After telling a story to kids we encourage them to wonder about the story. The leader will ask wondering questions that the children will try often try to answer. A good wondering question is one to which you do not know the answer. After the story of Noah, you might wonder about how noisy the ark was or how did the animals know that they should enter the ark.
This week a teacher emailed me about what happened with her group. She wrote that one of the wondering questions for the Parable of the Ten Virgins was "I wonder who the foolish virgins were?” A child answered, "I know, it was Jill” (another child in the room). The teacher responded that Jill was a dear sister in Christ and that she had seen Jill preparing her lamp wisely in many ways. She also reassured the first child that she had seen her preparing her lamp through the questions she asked and the thoughts she shared each week. Then the teacher rephrased the wondering question to, "I wonder how it felt to be the foolish virgin?"

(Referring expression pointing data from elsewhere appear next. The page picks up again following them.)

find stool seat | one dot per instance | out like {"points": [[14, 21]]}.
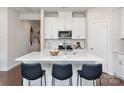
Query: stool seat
{"points": [[32, 72], [89, 72]]}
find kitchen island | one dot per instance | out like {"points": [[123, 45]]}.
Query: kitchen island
{"points": [[46, 60]]}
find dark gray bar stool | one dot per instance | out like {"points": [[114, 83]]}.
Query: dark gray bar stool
{"points": [[62, 72], [32, 72], [89, 72]]}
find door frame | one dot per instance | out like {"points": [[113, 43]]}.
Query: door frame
{"points": [[108, 57]]}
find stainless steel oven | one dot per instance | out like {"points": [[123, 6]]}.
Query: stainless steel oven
{"points": [[65, 34]]}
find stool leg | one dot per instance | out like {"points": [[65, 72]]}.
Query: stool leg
{"points": [[41, 81], [22, 82], [77, 78], [93, 83], [53, 81], [45, 79], [70, 81], [29, 82], [100, 82], [80, 81]]}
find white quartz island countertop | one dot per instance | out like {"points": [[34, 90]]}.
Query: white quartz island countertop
{"points": [[46, 60], [71, 57]]}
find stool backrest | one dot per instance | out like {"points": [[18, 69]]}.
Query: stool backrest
{"points": [[31, 71], [91, 71], [62, 71]]}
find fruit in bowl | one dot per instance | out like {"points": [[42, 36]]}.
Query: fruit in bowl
{"points": [[54, 52]]}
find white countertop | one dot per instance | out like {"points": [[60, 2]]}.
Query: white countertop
{"points": [[45, 56], [119, 52]]}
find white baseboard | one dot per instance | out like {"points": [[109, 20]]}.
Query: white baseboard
{"points": [[10, 67]]}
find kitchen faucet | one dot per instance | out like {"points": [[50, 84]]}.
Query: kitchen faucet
{"points": [[65, 46]]}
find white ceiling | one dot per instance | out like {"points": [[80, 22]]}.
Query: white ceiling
{"points": [[49, 9]]}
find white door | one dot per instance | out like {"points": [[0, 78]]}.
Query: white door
{"points": [[78, 28], [99, 41]]}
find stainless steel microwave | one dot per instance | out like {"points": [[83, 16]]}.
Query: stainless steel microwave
{"points": [[64, 34]]}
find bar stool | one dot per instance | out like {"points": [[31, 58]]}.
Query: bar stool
{"points": [[62, 72], [89, 72], [32, 72]]}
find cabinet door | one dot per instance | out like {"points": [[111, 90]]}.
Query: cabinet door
{"points": [[78, 28], [51, 28], [68, 20]]}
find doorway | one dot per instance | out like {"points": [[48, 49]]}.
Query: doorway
{"points": [[99, 41]]}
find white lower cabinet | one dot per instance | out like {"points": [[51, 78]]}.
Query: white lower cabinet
{"points": [[118, 63]]}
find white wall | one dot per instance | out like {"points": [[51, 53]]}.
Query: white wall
{"points": [[14, 38], [53, 44], [113, 17], [19, 37], [3, 38]]}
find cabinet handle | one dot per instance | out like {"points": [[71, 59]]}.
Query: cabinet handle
{"points": [[91, 48], [120, 63]]}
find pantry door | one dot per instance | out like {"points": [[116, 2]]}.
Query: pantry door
{"points": [[99, 41]]}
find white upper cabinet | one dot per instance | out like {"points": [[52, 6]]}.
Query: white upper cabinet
{"points": [[78, 28], [65, 20], [122, 23], [51, 28]]}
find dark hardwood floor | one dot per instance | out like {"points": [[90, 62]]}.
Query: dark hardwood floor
{"points": [[13, 78]]}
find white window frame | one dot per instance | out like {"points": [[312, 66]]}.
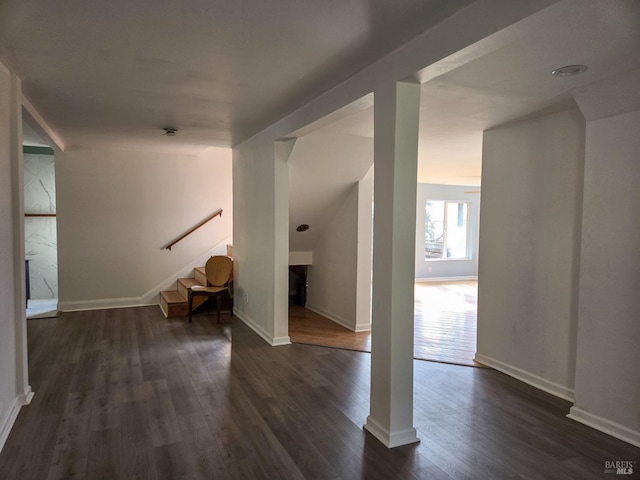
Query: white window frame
{"points": [[468, 255]]}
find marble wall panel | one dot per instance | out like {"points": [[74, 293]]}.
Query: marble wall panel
{"points": [[40, 232]]}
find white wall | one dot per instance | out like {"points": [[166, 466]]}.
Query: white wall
{"points": [[333, 276], [261, 245], [446, 268], [14, 388], [607, 391], [117, 208], [40, 232], [532, 174], [8, 314], [477, 30]]}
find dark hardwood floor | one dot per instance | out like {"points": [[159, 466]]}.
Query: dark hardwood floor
{"points": [[126, 393], [445, 325]]}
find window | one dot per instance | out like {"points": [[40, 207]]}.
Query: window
{"points": [[446, 230]]}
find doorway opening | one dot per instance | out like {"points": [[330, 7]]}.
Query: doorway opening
{"points": [[40, 226]]}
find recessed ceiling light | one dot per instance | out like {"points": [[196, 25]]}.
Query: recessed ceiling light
{"points": [[569, 71]]}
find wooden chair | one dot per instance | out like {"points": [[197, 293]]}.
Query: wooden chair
{"points": [[219, 272]]}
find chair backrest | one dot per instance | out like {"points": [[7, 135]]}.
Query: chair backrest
{"points": [[219, 270]]}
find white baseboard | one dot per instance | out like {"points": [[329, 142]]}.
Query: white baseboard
{"points": [[445, 279], [103, 304], [527, 377], [151, 297], [273, 341], [9, 419], [391, 439], [337, 319], [607, 426], [27, 396]]}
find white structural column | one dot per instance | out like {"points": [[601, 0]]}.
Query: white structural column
{"points": [[396, 114], [282, 151], [22, 375]]}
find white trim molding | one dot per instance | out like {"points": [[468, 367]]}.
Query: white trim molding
{"points": [[445, 279], [391, 440], [339, 320], [527, 377], [607, 426], [9, 419], [273, 341]]}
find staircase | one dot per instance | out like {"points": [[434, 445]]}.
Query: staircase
{"points": [[174, 303]]}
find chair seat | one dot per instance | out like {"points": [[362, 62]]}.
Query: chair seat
{"points": [[201, 289], [219, 272]]}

I thought she handled this situation beautifully and I told her so. Together we thought about other ways to prevent this type of response from even coming up. We discussed how kids (and adults) are usually expected to answer questions at home or in school. But wondering questions are different. They aren’t asked in order to be answered. They’re asked in order to be pondered. By just wondering about the story, we realize that there are mysteries in the Bible that we can’t answer.
We decided that perhaps the kids in this room needed to take a week or two off from wondering questions. Instead of wondering together as a group about the story, she could give the kids a minute or two of quiet time so they could think about only their own wondering questions. Another possible way to end the story was to ask if the kids heard or saw anything new in the telling of the story or what they noticed in the story. We still want the kids to learn how to respond to wondering questions at some point. But for now we are going to try asking the kids to only respond only with other wondering questions.
Have you run into this problem? What has worked for you?